"2147, et si l'Afrique disparaissait ?", manifeste dansé de Touré et Gallotta sur la musique de Rokia Traoré
Un chiffre brut et cynique. 2147. Une date issue de la statistique, ridicule par sa précision administrative. En réaction à cette prophétie brutale de l'ONU basée sur des prévisions de croissance, le metteur en scène Moïse Touré décide de réagir par un premier spectacle créé à Bamako en 2005 avec le chorégraphe Jean-Claude Gallotta. "2147, l’Afrique " donnait la parole aux premiers concernés : les Africains.
Reportage France 3 Alpes D. Borrelly / F. Ceroni / H. Cadet-Petit / S. Villatte
2147 était pour moi insupportable parce que ça ne parle pas de l'humain. Ça parle de la fin de l'humain quasiiment, parce qu'on ne sera pas là. Ça convoque quelque chose qui nie notre humanité.
Moïse Touré, metteur en scèneTreize ans plus tard, le metteur en scène grenoblois redonne la parole à des artistes africains, nouvelle réponse poétique à cette échéance fatidique. "Dans le premier volet créé en 2005, j’évoquais en quelque sorte le très lent développement de l’Afrique. Ce qui vient me hanter aujourd’hui, c’est le spectre de sa disparition" explique-t-il.Un spectacle grave et joyeux
Originaire de Côte d'Ivoire, Moïse Touré est arrivé enfant, sous la neige, à Grenoble. Eveillé au théâtre par sa famille d'adoption, il crée en 1984 la Compagnie "Les Inachevés". Il interroge depuis 30 ans notre rapport à l'humanité. Cette fois, le metteur en scène a convoqué des philosophes, des poètes, des danseurs et des musiciens africains, parmi lesquels la chanteuse malienne Rokia Traoré. Comme le précédent, le spectacle mêle paroles, danse et chants.
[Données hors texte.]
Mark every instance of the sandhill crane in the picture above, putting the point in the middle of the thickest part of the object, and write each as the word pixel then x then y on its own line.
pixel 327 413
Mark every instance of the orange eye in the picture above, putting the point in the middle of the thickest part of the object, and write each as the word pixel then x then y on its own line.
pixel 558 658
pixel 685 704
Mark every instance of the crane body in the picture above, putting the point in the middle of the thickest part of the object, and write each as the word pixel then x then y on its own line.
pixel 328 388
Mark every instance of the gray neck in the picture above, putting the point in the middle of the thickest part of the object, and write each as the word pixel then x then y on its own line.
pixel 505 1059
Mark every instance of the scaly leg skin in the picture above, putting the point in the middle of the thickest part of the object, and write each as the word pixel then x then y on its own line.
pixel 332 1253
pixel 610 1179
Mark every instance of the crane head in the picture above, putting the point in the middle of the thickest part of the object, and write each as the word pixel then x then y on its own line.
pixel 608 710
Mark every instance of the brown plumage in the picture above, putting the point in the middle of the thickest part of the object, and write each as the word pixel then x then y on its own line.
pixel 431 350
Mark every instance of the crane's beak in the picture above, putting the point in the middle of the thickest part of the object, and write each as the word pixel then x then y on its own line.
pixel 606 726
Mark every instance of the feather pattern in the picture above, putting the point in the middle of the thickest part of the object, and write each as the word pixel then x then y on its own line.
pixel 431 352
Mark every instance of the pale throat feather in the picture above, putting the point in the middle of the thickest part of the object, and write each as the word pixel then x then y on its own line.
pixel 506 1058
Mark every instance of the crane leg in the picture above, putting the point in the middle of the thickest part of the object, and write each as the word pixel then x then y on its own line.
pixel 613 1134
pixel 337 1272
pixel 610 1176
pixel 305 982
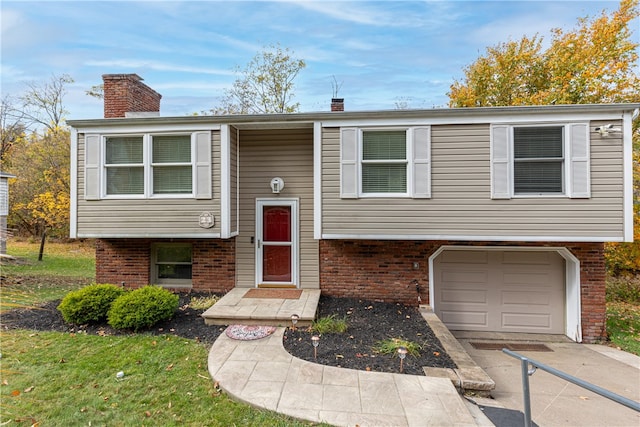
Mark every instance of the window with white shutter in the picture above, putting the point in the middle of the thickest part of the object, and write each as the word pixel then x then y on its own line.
pixel 385 162
pixel 540 160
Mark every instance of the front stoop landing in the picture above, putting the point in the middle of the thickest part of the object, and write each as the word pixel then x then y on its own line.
pixel 234 308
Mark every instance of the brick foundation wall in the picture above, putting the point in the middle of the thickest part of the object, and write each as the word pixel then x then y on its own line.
pixel 125 93
pixel 129 261
pixel 384 270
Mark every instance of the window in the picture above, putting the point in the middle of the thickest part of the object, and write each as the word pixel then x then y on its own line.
pixel 148 165
pixel 172 264
pixel 124 165
pixel 540 160
pixel 385 162
pixel 171 164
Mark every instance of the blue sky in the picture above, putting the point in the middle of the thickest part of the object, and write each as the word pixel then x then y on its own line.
pixel 382 52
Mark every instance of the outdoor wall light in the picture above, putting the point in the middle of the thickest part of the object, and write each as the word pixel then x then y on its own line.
pixel 402 353
pixel 277 185
pixel 315 340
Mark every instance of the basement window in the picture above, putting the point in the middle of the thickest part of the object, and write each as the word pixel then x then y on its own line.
pixel 172 264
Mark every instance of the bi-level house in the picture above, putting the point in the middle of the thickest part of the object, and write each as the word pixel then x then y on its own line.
pixel 495 217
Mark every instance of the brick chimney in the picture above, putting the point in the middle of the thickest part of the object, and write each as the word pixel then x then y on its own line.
pixel 337 104
pixel 125 93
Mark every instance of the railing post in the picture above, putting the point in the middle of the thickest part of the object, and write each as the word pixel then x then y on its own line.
pixel 524 367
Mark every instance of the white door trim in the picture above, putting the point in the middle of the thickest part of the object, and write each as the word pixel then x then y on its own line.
pixel 295 239
pixel 573 317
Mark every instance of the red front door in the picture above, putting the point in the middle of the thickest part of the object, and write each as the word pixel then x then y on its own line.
pixel 276 248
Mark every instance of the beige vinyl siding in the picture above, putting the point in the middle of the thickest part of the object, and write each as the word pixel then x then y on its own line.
pixel 461 203
pixel 264 155
pixel 147 217
pixel 233 180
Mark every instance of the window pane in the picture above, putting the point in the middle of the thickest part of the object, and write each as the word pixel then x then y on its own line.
pixel 172 149
pixel 125 180
pixel 384 178
pixel 174 271
pixel 124 150
pixel 387 145
pixel 173 253
pixel 537 142
pixel 172 179
pixel 538 177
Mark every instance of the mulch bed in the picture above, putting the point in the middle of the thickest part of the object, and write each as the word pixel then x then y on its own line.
pixel 368 323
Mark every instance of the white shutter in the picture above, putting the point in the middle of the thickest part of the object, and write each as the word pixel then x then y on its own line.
pixel 500 162
pixel 92 167
pixel 349 163
pixel 579 169
pixel 203 175
pixel 422 162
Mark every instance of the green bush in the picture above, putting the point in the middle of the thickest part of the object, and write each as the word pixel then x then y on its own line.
pixel 329 324
pixel 142 308
pixel 623 289
pixel 89 304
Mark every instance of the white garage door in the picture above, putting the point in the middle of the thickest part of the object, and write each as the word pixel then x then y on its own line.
pixel 505 291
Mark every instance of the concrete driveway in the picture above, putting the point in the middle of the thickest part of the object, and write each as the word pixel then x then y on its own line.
pixel 556 402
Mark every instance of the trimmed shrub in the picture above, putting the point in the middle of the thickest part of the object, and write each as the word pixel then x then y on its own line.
pixel 89 304
pixel 142 308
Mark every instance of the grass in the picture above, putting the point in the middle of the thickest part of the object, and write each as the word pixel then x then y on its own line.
pixel 75 259
pixel 390 347
pixel 54 379
pixel 623 326
pixel 65 379
pixel 623 312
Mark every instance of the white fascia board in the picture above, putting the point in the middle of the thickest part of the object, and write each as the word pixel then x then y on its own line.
pixel 537 238
pixel 149 128
pixel 317 180
pixel 627 155
pixel 225 181
pixel 73 205
pixel 148 236
pixel 480 119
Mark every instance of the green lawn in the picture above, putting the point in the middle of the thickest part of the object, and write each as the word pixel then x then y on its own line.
pixel 62 379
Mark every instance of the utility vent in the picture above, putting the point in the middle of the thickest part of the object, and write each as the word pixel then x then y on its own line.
pixel 510 346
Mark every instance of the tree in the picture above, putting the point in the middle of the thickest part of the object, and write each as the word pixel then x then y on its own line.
pixel 594 63
pixel 42 103
pixel 40 197
pixel 265 85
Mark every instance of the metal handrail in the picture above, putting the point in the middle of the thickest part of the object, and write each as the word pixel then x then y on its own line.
pixel 527 372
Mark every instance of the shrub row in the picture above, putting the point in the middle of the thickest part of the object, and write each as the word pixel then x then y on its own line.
pixel 136 310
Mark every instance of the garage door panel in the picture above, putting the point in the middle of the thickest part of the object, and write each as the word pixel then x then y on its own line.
pixel 455 278
pixel 525 298
pixel 460 297
pixel 522 321
pixel 468 319
pixel 510 291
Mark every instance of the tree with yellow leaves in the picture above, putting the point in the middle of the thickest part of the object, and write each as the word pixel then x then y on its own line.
pixel 596 62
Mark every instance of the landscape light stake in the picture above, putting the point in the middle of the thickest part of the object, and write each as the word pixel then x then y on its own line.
pixel 315 340
pixel 402 353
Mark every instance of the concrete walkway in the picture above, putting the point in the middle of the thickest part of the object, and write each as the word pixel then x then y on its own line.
pixel 263 374
pixel 556 402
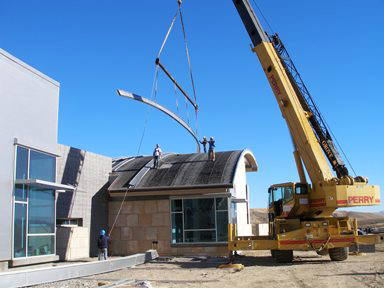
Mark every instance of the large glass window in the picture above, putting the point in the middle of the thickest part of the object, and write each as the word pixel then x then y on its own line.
pixel 42 166
pixel 20 229
pixel 199 220
pixel 34 208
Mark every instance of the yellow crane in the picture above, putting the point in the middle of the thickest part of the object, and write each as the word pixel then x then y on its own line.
pixel 300 214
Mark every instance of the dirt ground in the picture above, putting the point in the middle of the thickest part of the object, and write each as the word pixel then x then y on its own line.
pixel 307 270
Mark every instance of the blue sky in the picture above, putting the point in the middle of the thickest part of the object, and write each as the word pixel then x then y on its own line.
pixel 95 47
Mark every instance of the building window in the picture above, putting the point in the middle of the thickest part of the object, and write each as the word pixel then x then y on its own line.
pixel 34 207
pixel 69 222
pixel 199 220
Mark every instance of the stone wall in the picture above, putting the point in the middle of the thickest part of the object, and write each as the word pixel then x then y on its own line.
pixel 140 223
pixel 89 173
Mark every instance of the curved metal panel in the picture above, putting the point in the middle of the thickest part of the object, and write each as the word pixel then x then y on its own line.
pixel 136 97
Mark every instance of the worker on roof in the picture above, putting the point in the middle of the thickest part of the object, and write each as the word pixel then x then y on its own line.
pixel 156 156
pixel 211 149
pixel 102 245
pixel 204 142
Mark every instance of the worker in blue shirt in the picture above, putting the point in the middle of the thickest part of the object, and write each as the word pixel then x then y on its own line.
pixel 211 149
pixel 102 245
pixel 204 142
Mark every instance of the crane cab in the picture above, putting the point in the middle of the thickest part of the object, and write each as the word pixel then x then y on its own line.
pixel 288 199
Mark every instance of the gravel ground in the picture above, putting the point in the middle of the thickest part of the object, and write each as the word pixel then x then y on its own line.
pixel 307 270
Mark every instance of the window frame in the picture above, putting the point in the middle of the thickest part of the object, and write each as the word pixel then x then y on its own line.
pixel 189 230
pixel 27 234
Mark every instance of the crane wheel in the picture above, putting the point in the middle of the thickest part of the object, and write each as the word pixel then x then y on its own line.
pixel 323 252
pixel 338 254
pixel 283 256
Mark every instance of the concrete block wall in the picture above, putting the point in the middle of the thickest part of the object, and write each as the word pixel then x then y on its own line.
pixel 72 243
pixel 143 221
pixel 89 173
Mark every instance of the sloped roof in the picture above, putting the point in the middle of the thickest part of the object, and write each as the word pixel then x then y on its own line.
pixel 179 171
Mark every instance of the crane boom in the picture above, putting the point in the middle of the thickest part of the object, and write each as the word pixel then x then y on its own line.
pixel 311 138
pixel 300 215
pixel 296 117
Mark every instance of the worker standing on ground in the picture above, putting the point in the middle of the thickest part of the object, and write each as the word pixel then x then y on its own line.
pixel 102 245
pixel 204 142
pixel 156 156
pixel 211 149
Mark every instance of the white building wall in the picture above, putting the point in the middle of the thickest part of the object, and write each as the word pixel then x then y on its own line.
pixel 240 192
pixel 28 112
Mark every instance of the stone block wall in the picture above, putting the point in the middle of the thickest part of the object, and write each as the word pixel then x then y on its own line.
pixel 141 222
pixel 89 173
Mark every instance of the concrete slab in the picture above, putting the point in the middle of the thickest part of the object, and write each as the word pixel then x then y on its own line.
pixel 37 276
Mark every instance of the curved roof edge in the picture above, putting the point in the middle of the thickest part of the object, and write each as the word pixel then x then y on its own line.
pixel 250 162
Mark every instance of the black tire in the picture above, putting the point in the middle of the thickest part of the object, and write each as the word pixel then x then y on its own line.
pixel 338 254
pixel 323 252
pixel 283 256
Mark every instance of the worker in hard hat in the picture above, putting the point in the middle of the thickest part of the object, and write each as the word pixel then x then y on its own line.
pixel 102 245
pixel 204 142
pixel 156 156
pixel 211 149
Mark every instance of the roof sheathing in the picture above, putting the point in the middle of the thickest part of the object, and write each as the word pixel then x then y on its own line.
pixel 181 170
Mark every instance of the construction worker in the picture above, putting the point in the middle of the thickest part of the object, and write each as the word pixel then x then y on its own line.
pixel 204 142
pixel 156 156
pixel 211 149
pixel 102 245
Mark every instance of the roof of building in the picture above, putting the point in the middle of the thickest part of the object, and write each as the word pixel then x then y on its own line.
pixel 179 171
La direction que j’ai donnée aux artistes qui m’entourent pour ce projet est la question de l’humanité. Comment on regarde notre humanité, comment on la sauve ? Je leur ai demandé de répondre à cette question.
Moïse Touré, metteur en scène
Face à la mondialisation et au déséquilibre nord-sud, le metteur en scène estime que les douleurs de l'Afrique nous concernent tous. "C'est un spectacle grave parce que ça fait l'état des lieux de nos sentiments. Ça nous pose la question de savoir qui on est dans le monde mondialisé d'aujourd'hui. Quel est notre point de vue ? Comment on s'engage ? Mais en même temps c'est joyeux, parce qu'on peut encore en parler, on peut encore discuter. On peut encore faire du théâtre."
Après un an d'une tournée saluée par le public et la critique "2147, et si l'Afrique disparaissait ?" sera programmé en 2020 à Paris et Perpignan.